BACKGROUND: Lung adenocarcinoma (LUAD) in never-smokers is a major public health burden, especially among East Asian women. Polygenic risk scores (PRSs) are promising for risk stratification but are primarily developed in European-ancestry populations. We aimed to develop and validate single- and multi-ancestry PRSs for East Asian never-smokers to improve LUAD risk prediction.

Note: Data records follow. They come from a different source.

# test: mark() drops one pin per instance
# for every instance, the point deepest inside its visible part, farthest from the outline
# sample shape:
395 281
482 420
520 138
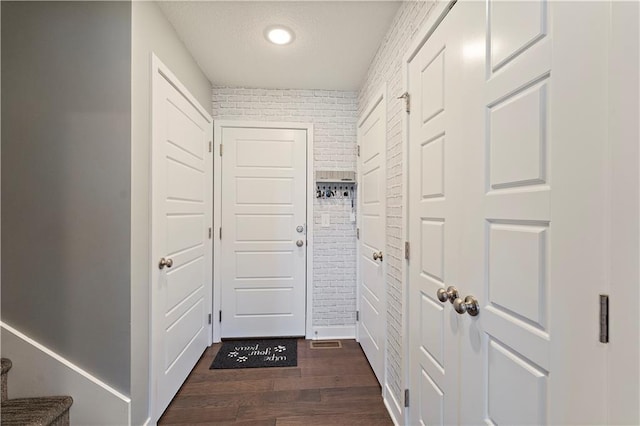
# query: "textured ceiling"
335 41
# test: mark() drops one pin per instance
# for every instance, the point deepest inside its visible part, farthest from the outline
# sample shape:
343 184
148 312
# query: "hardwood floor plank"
246 398
231 375
346 381
204 388
337 420
280 410
351 394
203 415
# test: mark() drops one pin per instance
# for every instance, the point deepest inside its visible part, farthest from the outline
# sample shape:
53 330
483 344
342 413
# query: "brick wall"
334 115
387 67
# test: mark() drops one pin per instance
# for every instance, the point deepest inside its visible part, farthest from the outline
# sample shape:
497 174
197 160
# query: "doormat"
257 354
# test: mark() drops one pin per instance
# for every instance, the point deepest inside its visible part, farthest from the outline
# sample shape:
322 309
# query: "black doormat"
257 354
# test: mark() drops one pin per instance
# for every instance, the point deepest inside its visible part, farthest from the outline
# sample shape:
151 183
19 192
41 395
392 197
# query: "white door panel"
263 201
181 217
372 184
505 189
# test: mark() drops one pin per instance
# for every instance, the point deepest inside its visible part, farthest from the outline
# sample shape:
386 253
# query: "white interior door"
439 131
263 245
507 142
372 189
182 172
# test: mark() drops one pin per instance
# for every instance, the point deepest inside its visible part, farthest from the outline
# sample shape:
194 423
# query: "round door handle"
165 262
469 305
450 294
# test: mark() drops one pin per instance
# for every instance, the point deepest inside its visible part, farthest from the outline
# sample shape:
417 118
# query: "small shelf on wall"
335 176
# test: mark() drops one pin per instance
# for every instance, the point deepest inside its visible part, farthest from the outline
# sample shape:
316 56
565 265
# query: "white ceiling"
335 41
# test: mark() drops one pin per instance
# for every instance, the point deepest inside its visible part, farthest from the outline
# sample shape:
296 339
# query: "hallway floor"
328 387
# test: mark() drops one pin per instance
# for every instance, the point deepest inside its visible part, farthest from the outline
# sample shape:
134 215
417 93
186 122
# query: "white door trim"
379 98
158 71
217 213
436 15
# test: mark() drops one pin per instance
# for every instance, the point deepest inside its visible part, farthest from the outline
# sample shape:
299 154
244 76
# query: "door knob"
469 305
450 294
165 262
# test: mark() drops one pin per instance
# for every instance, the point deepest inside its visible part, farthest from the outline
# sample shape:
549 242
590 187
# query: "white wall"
151 32
387 68
333 114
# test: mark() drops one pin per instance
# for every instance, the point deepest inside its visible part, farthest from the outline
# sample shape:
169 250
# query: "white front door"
372 188
182 172
263 244
507 147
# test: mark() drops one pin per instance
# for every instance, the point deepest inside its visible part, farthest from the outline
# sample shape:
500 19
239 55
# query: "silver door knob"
450 294
469 305
165 262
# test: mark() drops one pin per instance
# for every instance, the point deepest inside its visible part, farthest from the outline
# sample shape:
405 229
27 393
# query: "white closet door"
441 81
507 194
182 251
536 245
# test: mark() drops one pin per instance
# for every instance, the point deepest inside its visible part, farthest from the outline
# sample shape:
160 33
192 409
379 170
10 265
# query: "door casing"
217 214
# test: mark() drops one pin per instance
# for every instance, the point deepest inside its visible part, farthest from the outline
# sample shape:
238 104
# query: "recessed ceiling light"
279 35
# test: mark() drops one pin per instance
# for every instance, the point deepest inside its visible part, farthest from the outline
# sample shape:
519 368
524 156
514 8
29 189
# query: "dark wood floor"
328 387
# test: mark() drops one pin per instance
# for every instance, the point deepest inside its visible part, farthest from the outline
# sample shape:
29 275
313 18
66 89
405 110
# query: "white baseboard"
333 332
393 406
38 371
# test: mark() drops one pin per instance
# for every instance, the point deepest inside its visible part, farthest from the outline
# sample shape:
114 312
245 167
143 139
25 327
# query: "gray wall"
151 32
66 155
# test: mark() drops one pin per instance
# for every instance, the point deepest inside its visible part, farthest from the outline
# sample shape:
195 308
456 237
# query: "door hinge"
407 101
604 318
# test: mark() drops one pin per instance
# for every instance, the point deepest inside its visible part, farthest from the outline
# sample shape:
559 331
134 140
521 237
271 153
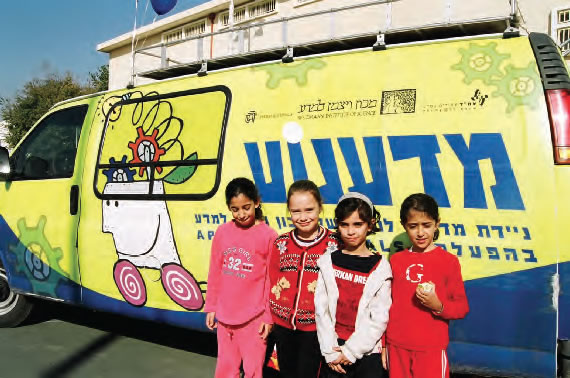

METHODS: PRSs were developed using genome-wide association study summary statistics from East Asian (8,002 cases; 20,782 controls) and European (2,058 cases; 5,575 controls) populations. Single-ancestry models included PRS-25, PRS-CT, and LDpred2; multi-ancestry models included LDpred2+PRS-EUR128, PRS-CSx, and CT-SLEB. Performance was evaluated in independent East Asian data from the Female Lung Cancer Consortium (FLCCA) and externally validated in the Nanjing Lung Cancer Cohort (NJLCC). We assessed predictive accuracy via AUC, with 10-year and (age 30-80) absolute risks estimates.

RESULTS: The best multi-ancestry PRS, using East Asian and European data via CT-SLEB (clumping and thresholding, super learning, empirical Bayes), outperformed the best East Asian-only PRS (LDpred2; AUC = 0.629, 95% CI:0.618,0.641), achieving an AUC of 0.640 (95% CI : 0.629,0.653) and odds ratio of 1.71 (95% CI : 1.61,1.82) per SD increase. NJLCC Validation confirmed robust performance (AUC =0.649, 95% CI: 0.623, 0.676). The top 20% PRS group had a 3.92-fold higher LUAD risk than the bottom 20%. Further, the top 5% PRS group reached a 6.69% lifetime absolute risk. Notably, this group reached the average population 10-year LUAD risk at age 50 (0.42%) by age 41, nine years earlier.

CONCLUSIONS: Multi-ancestry PRS approaches enhance LUAD risk stratification in East Asian never-smokers, with consistent external validation, suggesting future clinical utility.